Prop. iii. is the particular case of Prop. i., when the undivided line is equal to a segment of the divided line.

PROP. IV.—Theorem.

If a line (AB) be divided into any two parts (at C), the square on the whole line is equal to the sum of the squares on the parts (AC, CB), together with twice their rectangle.

Dem.—On AB describe a square ABDE. Join EB; through C draw CF parallel to AE, intersecting BE in G; and through G draw HI parallel to AB.

Now since AE is equal to AB, the angle ABE is equal to AEB [I. v.]; but since BE intersects the parallels AE, CF, the angle AEB is equal to CGB [I. xxix.]. Hence the angle CBG is equal to CGB, and therefore [I. vi.] CG is equal to CB; but CG is equal to BI and CB to GI. Hence the figure CBIG is a lozenge, and the angle CBI is right. Hence (I., Def. xxx.) it is a square. In like manner the figure EFGH is a square.

Again, since CB is equal to CG, the rectangle AC.CB is equal to the rectangle AC.CG; but AC.CG is the figure AG (Def. iv.). Therefore the rectangle AC.CB is equal to the figure AG. Now the figures AG, GD are equal [I. xliii.], being the complements about the diagonal of the parallelogram AD. Hence the parallelograms AG, GD are together equal to twice the rectangle AC.CB. Again, the figure HF is the square on HG, and HG is equal to AC. Therefore HF is equal to the square on AC, and CI is the square on CB; but the whole figure AD, which is the square on AB, is the sum of the four figures HF, CI, AG, GD. Therefore the square on AB is equal to the sum of the squares on AC, CB, and twice the rectangle AC.CB.

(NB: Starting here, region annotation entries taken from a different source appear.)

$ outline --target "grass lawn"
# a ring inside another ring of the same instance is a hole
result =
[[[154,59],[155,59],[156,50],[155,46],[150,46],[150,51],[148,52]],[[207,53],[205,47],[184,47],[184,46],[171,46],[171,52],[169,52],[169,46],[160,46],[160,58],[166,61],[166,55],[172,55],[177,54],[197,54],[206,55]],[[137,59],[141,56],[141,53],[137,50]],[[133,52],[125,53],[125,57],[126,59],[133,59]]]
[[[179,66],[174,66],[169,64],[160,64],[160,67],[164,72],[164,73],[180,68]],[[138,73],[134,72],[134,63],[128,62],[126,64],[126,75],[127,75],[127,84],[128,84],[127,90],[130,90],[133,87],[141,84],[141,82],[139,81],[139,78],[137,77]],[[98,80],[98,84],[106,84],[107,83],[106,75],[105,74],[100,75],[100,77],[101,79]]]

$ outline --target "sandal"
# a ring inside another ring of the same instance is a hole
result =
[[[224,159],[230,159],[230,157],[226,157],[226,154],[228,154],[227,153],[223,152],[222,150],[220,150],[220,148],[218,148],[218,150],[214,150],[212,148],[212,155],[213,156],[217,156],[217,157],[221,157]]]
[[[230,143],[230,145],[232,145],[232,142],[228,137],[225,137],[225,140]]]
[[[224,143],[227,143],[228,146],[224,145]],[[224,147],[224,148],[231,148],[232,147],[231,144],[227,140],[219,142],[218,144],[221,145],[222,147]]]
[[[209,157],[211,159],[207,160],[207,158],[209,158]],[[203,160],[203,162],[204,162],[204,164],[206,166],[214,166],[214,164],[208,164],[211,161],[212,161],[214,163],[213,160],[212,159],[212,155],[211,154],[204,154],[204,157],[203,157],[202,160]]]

Or thus: On AB describe the square ABDE, and cut off AH, EG, DF each equal to CB. Join CF, FG, GH, HC. Now the four △s ACH, CBF, FDG, GEH are evidently equal; therefore their sum is equal to four times the △ACH; but the △ACH is half the rectangle AC.AH (i. Cor. 2)—that is, equal to half the rectangle AC.CB. Therefore the sum of the four triangles is equal to 2AC.CB.

Again, the figure CFGH is a square [I. xlvi., Cor. 3], and equal to AC² + AH² [I. xlvii.]—that is, equal to AC² + CB². Hence the whole figure ABDE = AC² + CB² + 2AC.CB.